Saddam Hussein foi hoje, sexta-feira, posto a nú nas capas de dois jornais: no inglês “The Sun” e no norte-americano “New York Post”. O antigo ditador iraquiano é mostrado em roupa interior enquanto dobra um par de calças.

A reacção à fotografia foi imediata. Washington já prometeu uma investigação para tentar apurar responsabilidades quanto à autoria desta imagem, que mostra Saddam nas suas rotinas diárias enquanto prisioneiro. A rotina diária do antigo dirigente iraquiano foi exposta para milhões de pessoas em todo o mundo. Nas páginas interiores dos jornais, pode-se ver Saddam a dobrar umas calças na primeira página ou a lavar a própria roupa.

O “The Sun” e o “New York Post” afirmam ter recebido as fotos através de um oficial norte-americano que, contudo, não identificam. O “The Sun” cita fontes militares norte-americanas que dizem esperar que “as fotos contribuam para atingir o coração da resistência iraquiana”.

Um comunicado das forças militares norte-americanas afirma que as fotografias podem já ter um ano. Os militares adiantam, ainda, que as fotos violam directivas militares e possivelmente a Convenção de Genebra, no que se refere ao tratamento dos prisioneiros de guerra.

Entretanto, os advogados de Saddam Hussein já expressaram o seu repúdio pela publicação das imagens, que irá contra os mais elementares direitos humanos.

“Na nossa opinião, esta situação viola todos os acordos internacionais e a própria dignidade humana.
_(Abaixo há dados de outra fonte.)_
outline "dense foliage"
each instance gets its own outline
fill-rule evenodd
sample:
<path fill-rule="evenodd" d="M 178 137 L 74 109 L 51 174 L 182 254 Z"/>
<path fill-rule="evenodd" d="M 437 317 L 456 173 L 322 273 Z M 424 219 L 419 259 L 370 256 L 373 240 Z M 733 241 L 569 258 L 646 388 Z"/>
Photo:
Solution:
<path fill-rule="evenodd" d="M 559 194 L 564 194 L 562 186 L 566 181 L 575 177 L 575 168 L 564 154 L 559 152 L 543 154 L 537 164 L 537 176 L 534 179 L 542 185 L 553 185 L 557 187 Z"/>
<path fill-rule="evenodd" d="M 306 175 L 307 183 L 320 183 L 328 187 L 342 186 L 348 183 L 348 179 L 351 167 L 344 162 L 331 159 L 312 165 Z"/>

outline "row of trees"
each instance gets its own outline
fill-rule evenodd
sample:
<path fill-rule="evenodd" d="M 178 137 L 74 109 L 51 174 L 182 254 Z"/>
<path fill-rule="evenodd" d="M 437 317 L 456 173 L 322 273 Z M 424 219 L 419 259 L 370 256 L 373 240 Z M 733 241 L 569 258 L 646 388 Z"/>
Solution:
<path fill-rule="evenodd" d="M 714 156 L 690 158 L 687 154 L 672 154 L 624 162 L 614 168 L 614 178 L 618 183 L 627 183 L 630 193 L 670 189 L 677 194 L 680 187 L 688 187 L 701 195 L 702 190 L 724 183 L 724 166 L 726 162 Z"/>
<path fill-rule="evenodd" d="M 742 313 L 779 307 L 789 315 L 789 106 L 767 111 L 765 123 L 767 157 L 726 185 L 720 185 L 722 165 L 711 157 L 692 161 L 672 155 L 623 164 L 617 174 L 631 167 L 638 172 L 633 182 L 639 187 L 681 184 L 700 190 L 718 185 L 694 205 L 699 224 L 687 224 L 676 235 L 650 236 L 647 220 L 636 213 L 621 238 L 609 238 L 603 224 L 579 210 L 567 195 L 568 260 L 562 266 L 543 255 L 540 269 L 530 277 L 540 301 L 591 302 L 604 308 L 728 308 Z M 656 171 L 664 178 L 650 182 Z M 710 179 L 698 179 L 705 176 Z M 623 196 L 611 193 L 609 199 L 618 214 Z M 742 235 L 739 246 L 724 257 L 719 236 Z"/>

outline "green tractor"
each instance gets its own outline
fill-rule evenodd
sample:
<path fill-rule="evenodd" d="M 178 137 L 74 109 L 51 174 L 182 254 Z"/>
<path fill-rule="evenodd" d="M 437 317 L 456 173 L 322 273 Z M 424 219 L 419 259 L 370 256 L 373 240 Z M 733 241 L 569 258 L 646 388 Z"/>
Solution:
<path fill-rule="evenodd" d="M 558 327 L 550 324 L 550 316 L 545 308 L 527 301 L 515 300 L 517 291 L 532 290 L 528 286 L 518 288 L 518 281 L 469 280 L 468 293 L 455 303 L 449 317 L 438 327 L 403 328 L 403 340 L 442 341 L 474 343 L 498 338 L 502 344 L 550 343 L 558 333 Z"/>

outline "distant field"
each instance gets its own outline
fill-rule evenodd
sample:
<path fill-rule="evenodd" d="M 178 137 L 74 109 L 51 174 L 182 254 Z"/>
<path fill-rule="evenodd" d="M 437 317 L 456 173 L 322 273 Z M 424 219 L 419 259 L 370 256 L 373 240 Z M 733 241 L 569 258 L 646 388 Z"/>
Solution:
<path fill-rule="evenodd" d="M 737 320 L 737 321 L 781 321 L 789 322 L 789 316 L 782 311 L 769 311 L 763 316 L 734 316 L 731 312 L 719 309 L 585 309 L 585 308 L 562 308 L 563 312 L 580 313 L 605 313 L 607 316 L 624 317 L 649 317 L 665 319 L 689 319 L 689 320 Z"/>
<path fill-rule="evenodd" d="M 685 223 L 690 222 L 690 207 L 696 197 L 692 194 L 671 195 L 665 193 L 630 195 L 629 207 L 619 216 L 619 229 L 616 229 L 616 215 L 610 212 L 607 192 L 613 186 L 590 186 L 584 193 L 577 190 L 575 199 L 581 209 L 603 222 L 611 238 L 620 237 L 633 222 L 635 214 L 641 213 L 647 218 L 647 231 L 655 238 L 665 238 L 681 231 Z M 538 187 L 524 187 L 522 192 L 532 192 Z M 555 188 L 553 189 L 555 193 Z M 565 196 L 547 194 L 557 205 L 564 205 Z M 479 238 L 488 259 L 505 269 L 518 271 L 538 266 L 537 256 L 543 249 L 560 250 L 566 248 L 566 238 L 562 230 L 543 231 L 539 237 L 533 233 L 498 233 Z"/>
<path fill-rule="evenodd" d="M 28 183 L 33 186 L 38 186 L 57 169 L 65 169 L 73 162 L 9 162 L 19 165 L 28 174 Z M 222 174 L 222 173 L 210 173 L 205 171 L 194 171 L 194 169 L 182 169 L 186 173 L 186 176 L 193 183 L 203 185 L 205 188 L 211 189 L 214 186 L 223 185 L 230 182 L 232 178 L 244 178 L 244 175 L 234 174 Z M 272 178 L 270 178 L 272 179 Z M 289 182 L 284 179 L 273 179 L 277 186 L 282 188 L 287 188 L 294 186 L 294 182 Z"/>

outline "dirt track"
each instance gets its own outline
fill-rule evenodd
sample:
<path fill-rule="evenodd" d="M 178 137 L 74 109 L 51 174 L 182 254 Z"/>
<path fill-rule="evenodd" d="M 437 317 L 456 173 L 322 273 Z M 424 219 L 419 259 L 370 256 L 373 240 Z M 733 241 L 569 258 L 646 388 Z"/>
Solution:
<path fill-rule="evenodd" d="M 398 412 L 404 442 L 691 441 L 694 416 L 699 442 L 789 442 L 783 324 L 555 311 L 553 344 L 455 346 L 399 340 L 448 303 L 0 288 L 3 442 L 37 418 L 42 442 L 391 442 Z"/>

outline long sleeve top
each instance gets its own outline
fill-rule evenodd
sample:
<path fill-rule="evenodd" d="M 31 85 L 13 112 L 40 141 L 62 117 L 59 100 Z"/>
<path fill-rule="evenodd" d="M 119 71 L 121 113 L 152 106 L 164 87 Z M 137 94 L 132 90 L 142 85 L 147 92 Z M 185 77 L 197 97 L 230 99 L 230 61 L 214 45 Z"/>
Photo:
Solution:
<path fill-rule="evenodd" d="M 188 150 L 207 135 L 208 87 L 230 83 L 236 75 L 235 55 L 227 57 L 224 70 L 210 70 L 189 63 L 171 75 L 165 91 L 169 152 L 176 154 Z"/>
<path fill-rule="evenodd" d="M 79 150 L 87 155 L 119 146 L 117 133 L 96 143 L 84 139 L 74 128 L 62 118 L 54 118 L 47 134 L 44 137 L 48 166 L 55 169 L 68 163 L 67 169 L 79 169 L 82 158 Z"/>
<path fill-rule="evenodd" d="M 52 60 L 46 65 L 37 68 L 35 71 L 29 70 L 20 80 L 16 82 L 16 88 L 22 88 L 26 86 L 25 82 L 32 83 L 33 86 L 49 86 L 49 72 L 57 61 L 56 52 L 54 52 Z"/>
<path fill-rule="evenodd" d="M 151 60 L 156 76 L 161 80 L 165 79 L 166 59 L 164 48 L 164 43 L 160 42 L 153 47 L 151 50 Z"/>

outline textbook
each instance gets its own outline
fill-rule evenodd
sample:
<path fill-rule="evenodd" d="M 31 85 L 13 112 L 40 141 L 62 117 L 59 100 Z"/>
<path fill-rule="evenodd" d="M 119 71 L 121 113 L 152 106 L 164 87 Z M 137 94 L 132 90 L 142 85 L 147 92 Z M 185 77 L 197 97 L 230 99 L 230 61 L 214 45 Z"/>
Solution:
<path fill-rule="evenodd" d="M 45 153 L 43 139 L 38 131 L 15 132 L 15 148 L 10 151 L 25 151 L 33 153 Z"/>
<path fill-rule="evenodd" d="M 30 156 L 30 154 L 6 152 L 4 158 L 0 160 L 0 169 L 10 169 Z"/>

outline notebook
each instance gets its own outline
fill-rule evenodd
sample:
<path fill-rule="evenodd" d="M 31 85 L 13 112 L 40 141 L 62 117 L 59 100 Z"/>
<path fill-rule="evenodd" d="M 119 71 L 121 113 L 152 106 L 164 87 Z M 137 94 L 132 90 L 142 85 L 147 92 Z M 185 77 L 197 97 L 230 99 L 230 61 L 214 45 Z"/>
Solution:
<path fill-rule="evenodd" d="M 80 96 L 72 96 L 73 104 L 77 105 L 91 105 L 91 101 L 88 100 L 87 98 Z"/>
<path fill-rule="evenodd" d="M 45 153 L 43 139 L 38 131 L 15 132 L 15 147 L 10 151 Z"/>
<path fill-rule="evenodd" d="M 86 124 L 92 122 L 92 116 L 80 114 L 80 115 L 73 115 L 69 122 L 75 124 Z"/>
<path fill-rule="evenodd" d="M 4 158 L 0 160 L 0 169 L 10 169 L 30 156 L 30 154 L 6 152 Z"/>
Por isso, devemos processar os responsáveis por estas fotografias, porque se virmos bem podemos chegar à conclusão que elas foram tiradas dentro da prisão”, refere o advogado Ziad Khasawneth, da equipa de defesa de Saddam à Reuters.

As fotografias parecem servir um propósito bem definido: desacreditar a figura do antigo ditador de Bagdade.

Estratégia de propaganda

“Ou é uma estratégia do departamento militar norte-americano ou, se não o é, será ainda mais grave porque mostra como uma coisa desta envergadura escapa à alçada do Departamento de Defesa”, comenta Luís Santos, professor do Departamento de Ciências da Comunicação da Universidade do Minho (UM).

O professor, embora confesse ainda não ter visto a foto de Saddam, adianta que este caso parece ter muitas semelhanças com o anterior episódio na prisão de Abu Ghraib, onde se mostraram fotos de abusos infligidos aos detidos pelas tropas norte-americanas.

Luís Santos afirma que, na sua óptica, “uma fotografia com uma personalidade como Saddam nesta postura tem intrinsecamente valor noticioso. O problema é como ela é apresentada e enquadrada”, diz. No entanto, as capas do “The Sun” e do “New York Post” parecem contribuir mais para uma abordagem de puro entretenimento. “Se a foto viesse enquadrada por um texto que se referisse ao contexto de Saddam na prisão, como ele é tratado, teria certamente outra expressão. Assim sendo, é mais um exemplo de jornalismo gratuito”, afirma o professor da UM. Luís Santos ressalva que “convém admitir a hipótese de fotomontagem”.

Entre as muitas hipóteses que este caso levanta, o facto de poder ser um simples exemplo de propaganda também é avançado pelo professor da UM. “Se isso é uma estratégia deliberada para afectar a moral dos grupos terroristas convém questionar porque é que o ‘The Sun’ foi o veículo desta camapanha”, diz.

Ambos os jornais são propriedade do barão dos “media” Rupert Murdoch que, durante a intervenção americana no Iraque se posicionou, deliberadamente, a favor da posição de George W. Bush.